Translation:The class ended.
There is functionally no difference since there is no explicit pronoun. Report it.
"The class was finished" would not be acceptable. おわる is already an intransitive verb. "The class/lesson (has) finished" is apt.
I agree, that's changing the grammar of the Japanese unnecessarily. "Class finished" was accepted for me.
While I have finished class (NB: not I finished class) could be acceptable, Japanese often uses the passive voice. It makes more sense to translate it in the way Duolingo is trying to get you to.
Is "Class had ended" a wrong translation for this? If so, what is the optimal Japanese translation for that sentence?
As a sentence fragment, no, it wouldn't be wrong, but without context, we should try to take this as the entire sentence.
終わる= to finish; to end; to close Why is "The class/lesson closed." wrong and "The class ended." correct? Both must be correct, right?
"The class closed" sounds strange to my American ear, don't know if it's a regional thing.
Didnt じゅぎょう mean classroom and クラス mean class? Didnt this sentence technically mean this classroom ended?

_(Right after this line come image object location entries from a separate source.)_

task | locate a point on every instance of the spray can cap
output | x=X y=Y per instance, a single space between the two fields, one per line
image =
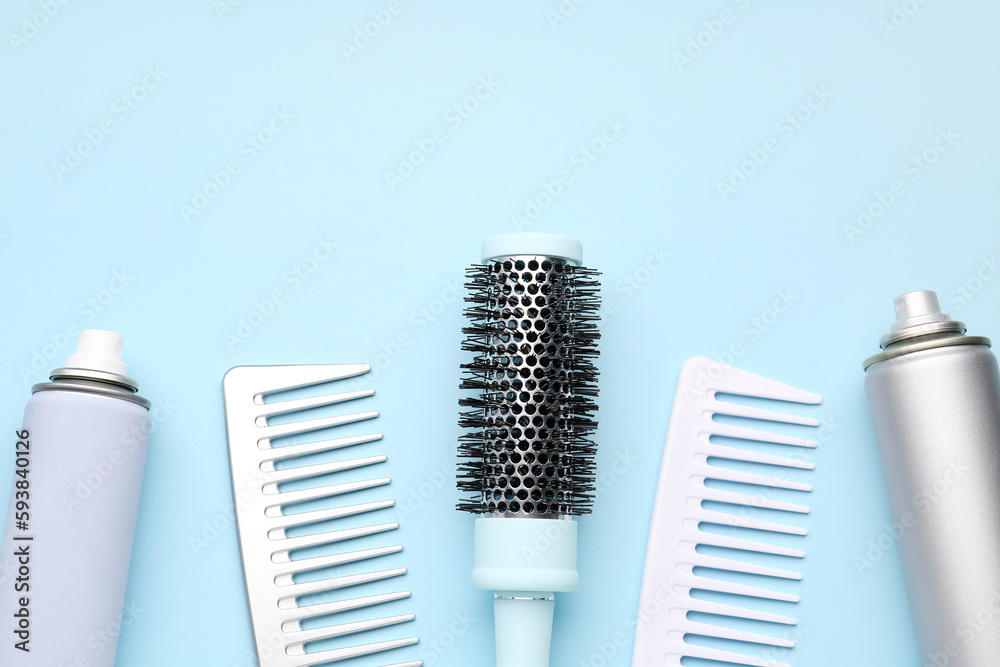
x=919 y=314
x=98 y=350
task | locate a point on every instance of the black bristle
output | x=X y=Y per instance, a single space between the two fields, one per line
x=527 y=450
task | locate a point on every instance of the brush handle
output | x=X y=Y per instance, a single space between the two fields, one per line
x=523 y=628
x=526 y=561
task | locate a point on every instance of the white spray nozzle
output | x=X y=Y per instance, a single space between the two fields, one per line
x=98 y=350
x=915 y=308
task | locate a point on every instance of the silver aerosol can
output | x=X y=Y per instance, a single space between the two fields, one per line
x=934 y=395
x=79 y=460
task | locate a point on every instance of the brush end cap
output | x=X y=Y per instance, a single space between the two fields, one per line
x=533 y=243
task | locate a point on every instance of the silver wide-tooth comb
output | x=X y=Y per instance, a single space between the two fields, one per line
x=268 y=568
x=672 y=553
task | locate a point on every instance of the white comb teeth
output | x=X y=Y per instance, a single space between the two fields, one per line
x=266 y=546
x=689 y=461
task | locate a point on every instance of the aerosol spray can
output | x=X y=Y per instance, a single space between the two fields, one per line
x=79 y=460
x=934 y=395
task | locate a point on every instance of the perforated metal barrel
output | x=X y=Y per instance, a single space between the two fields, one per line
x=533 y=329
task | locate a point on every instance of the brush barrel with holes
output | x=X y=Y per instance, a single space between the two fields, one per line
x=527 y=457
x=934 y=397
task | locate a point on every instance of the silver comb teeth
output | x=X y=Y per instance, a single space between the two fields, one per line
x=266 y=547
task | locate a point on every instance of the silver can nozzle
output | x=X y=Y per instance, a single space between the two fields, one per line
x=919 y=314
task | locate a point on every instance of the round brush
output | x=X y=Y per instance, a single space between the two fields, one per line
x=527 y=460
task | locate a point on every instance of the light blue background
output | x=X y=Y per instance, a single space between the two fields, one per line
x=653 y=188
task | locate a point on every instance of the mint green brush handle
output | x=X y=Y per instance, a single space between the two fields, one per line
x=525 y=561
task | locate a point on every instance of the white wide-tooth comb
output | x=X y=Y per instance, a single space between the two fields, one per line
x=671 y=555
x=265 y=545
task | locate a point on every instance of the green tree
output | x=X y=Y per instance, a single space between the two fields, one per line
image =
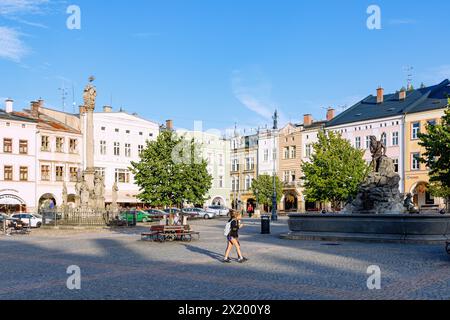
x=437 y=156
x=335 y=172
x=262 y=188
x=172 y=172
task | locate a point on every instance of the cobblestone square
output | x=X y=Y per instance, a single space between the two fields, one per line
x=118 y=265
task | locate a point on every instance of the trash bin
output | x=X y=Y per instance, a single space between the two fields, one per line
x=265 y=224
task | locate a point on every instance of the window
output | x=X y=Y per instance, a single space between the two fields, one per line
x=384 y=139
x=103 y=147
x=293 y=152
x=431 y=123
x=116 y=148
x=415 y=163
x=367 y=142
x=73 y=146
x=127 y=150
x=286 y=153
x=395 y=139
x=248 y=183
x=293 y=176
x=7 y=145
x=308 y=150
x=122 y=176
x=23 y=147
x=235 y=184
x=73 y=174
x=358 y=143
x=45 y=143
x=45 y=173
x=8 y=173
x=59 y=173
x=59 y=144
x=396 y=165
x=415 y=130
x=23 y=173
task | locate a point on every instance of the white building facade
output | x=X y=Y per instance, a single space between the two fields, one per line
x=17 y=162
x=267 y=152
x=119 y=138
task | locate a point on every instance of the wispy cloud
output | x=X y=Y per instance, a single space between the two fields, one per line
x=8 y=7
x=402 y=21
x=12 y=46
x=253 y=91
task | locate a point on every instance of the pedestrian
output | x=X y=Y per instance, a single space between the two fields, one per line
x=232 y=234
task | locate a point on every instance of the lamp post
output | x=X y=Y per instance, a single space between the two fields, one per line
x=274 y=197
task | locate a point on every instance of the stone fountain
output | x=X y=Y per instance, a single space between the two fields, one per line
x=376 y=214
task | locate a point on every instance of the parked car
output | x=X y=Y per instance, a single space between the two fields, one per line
x=141 y=216
x=33 y=220
x=219 y=211
x=156 y=214
x=199 y=213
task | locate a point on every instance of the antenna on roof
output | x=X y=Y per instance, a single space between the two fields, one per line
x=409 y=76
x=63 y=96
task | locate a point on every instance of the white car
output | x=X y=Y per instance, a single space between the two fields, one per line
x=219 y=211
x=34 y=221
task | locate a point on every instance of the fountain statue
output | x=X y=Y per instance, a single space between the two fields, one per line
x=380 y=193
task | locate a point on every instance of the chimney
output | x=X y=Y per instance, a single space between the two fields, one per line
x=9 y=105
x=402 y=94
x=307 y=120
x=330 y=114
x=35 y=108
x=380 y=95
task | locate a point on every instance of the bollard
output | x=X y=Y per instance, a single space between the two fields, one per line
x=265 y=224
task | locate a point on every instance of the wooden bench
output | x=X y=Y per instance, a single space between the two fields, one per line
x=170 y=233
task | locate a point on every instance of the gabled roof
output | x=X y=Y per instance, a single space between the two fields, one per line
x=423 y=99
x=14 y=117
x=45 y=122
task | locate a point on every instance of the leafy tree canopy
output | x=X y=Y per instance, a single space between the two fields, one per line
x=336 y=170
x=172 y=172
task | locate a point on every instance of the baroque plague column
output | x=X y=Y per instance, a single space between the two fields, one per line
x=90 y=186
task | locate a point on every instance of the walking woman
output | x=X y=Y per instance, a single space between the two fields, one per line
x=232 y=233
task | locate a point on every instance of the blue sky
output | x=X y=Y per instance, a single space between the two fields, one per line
x=219 y=61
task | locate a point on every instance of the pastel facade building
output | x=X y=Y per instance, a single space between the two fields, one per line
x=119 y=138
x=59 y=145
x=290 y=154
x=216 y=151
x=244 y=161
x=428 y=112
x=17 y=161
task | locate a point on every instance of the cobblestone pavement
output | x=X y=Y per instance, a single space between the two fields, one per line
x=117 y=265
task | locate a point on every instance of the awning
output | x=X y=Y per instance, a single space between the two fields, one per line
x=10 y=199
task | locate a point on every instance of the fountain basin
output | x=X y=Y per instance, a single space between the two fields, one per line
x=397 y=228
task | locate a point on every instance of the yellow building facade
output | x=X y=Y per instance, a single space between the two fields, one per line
x=416 y=173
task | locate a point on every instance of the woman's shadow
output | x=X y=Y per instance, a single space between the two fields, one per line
x=210 y=254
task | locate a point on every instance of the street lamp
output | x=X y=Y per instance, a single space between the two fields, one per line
x=274 y=197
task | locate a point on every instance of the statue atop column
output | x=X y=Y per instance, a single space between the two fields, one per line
x=90 y=94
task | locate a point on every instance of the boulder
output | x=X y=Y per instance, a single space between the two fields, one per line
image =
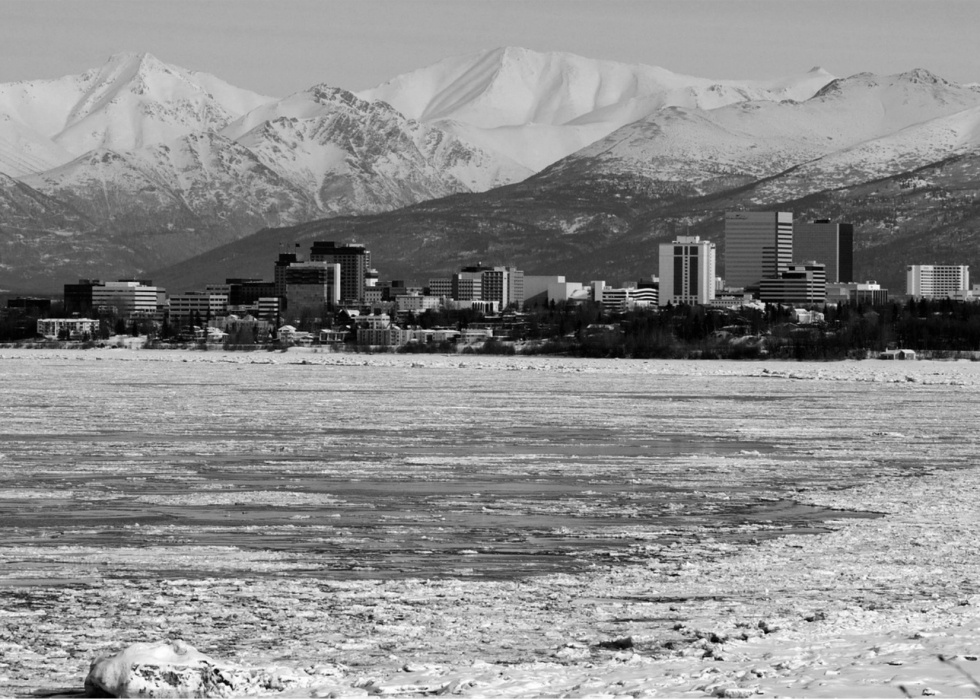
x=175 y=669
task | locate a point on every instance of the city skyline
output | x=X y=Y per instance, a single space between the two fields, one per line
x=281 y=48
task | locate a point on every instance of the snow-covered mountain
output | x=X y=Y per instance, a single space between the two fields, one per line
x=539 y=107
x=131 y=101
x=747 y=141
x=355 y=156
x=160 y=163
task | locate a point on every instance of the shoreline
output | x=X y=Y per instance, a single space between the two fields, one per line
x=855 y=611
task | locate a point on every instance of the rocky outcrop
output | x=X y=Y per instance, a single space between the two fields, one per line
x=175 y=669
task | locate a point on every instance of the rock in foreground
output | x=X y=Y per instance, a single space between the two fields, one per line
x=175 y=669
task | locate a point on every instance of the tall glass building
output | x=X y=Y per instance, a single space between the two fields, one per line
x=758 y=245
x=829 y=243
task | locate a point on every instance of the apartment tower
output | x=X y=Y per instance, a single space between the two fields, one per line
x=354 y=261
x=829 y=243
x=687 y=271
x=758 y=245
x=936 y=281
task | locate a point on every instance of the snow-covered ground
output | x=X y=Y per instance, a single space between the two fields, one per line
x=494 y=526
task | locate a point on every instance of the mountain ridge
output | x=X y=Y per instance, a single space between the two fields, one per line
x=534 y=158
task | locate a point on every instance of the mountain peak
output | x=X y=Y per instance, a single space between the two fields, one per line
x=921 y=75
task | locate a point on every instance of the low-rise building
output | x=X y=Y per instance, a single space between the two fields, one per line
x=204 y=303
x=936 y=281
x=75 y=328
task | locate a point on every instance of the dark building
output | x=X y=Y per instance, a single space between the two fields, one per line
x=282 y=264
x=354 y=261
x=78 y=297
x=30 y=305
x=247 y=292
x=829 y=243
x=758 y=245
x=802 y=284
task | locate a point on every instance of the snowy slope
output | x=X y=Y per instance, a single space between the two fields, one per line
x=539 y=107
x=131 y=101
x=759 y=139
x=893 y=154
x=355 y=156
x=198 y=177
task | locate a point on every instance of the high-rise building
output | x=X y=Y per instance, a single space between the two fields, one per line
x=312 y=285
x=758 y=245
x=799 y=284
x=354 y=261
x=936 y=281
x=78 y=297
x=129 y=297
x=505 y=285
x=829 y=243
x=687 y=271
x=282 y=264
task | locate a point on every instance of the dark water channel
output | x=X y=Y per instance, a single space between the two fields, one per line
x=361 y=472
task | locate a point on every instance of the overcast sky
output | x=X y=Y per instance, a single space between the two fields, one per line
x=277 y=47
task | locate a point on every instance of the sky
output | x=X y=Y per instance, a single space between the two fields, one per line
x=278 y=47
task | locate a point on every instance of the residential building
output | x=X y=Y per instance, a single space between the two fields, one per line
x=936 y=281
x=377 y=330
x=798 y=284
x=355 y=262
x=829 y=243
x=687 y=271
x=758 y=245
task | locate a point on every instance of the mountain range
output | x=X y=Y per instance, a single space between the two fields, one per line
x=553 y=162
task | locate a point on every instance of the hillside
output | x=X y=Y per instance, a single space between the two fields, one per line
x=611 y=229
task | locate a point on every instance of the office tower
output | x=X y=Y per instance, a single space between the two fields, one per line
x=798 y=284
x=282 y=264
x=78 y=297
x=758 y=244
x=128 y=296
x=687 y=271
x=936 y=281
x=354 y=261
x=312 y=285
x=826 y=242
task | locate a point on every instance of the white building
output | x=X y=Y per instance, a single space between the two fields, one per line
x=936 y=281
x=687 y=271
x=203 y=302
x=127 y=297
x=417 y=303
x=51 y=328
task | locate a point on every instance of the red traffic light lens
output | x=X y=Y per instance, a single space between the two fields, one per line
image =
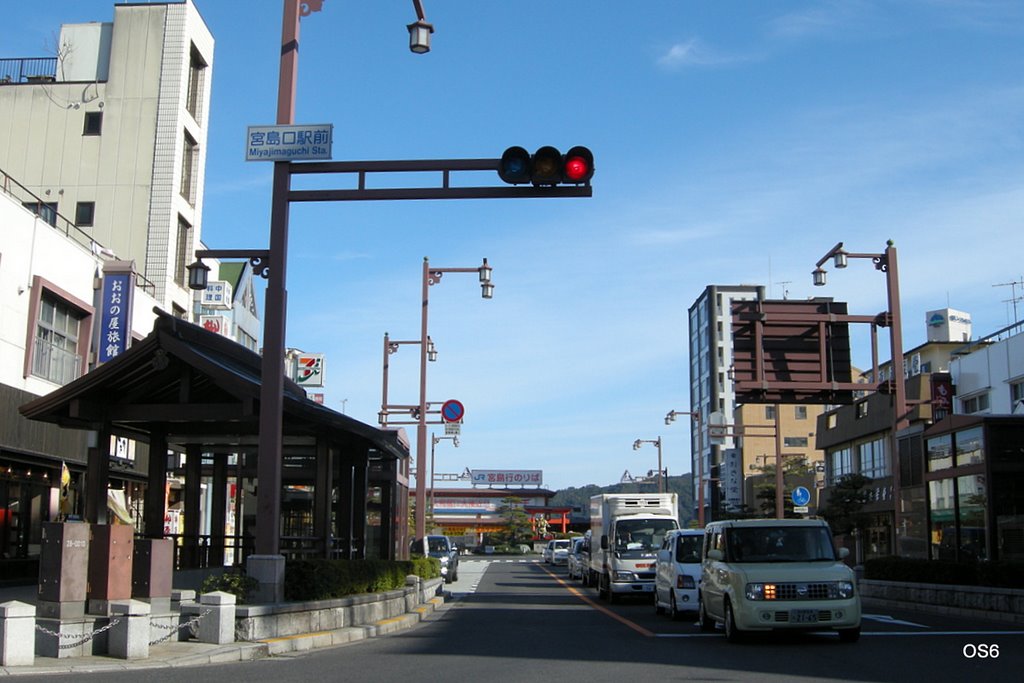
x=579 y=165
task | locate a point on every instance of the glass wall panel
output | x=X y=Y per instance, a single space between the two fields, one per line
x=940 y=453
x=942 y=521
x=973 y=531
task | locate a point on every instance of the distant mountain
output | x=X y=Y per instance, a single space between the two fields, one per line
x=580 y=498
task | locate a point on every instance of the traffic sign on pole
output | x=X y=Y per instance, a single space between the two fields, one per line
x=453 y=411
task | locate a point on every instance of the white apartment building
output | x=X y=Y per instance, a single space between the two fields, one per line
x=112 y=132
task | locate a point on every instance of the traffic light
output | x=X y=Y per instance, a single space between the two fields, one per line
x=547 y=166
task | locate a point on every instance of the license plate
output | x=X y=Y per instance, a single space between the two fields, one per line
x=803 y=616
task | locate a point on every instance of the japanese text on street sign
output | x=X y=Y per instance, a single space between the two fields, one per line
x=306 y=142
x=115 y=329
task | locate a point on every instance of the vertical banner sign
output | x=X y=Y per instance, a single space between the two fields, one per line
x=115 y=324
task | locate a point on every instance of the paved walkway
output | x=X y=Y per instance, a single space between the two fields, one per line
x=192 y=653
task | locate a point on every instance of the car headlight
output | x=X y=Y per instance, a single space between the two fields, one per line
x=844 y=589
x=761 y=592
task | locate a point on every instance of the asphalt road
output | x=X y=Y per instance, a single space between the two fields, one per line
x=523 y=621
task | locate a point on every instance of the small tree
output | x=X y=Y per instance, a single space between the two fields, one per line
x=517 y=527
x=846 y=501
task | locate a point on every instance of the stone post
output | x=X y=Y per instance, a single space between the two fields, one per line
x=218 y=626
x=129 y=639
x=17 y=638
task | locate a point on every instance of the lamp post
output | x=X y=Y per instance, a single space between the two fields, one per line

Classroom = Kyoushitsu (きょうしつ / 教室)
Class = Jyugyou (じゅぎょう / 授業)
Class = Kurasu (クラス)
With the caveat that クラス (kurasu) in Japanese only refers to the group of people who make up the class.
I understand how "I finished the class" is wrong, but the correct answer is "We finished the class?"
I'm not really sure why "we finished the class" is one of the possible answers because I don't think it's a very good translation, but the main answer listed in this thread is "the class ended".
i write 'the class was over' the answer is 'the class "is" over' 'ました' is past tense, but the answer is 'the class "is" over'
Using the verb "to be" rather than "finish" or "end" makes the translation a little more complicated. When you say something "is over", it's present tense, but it's referring to something that has already happened. The class finished, so it is over.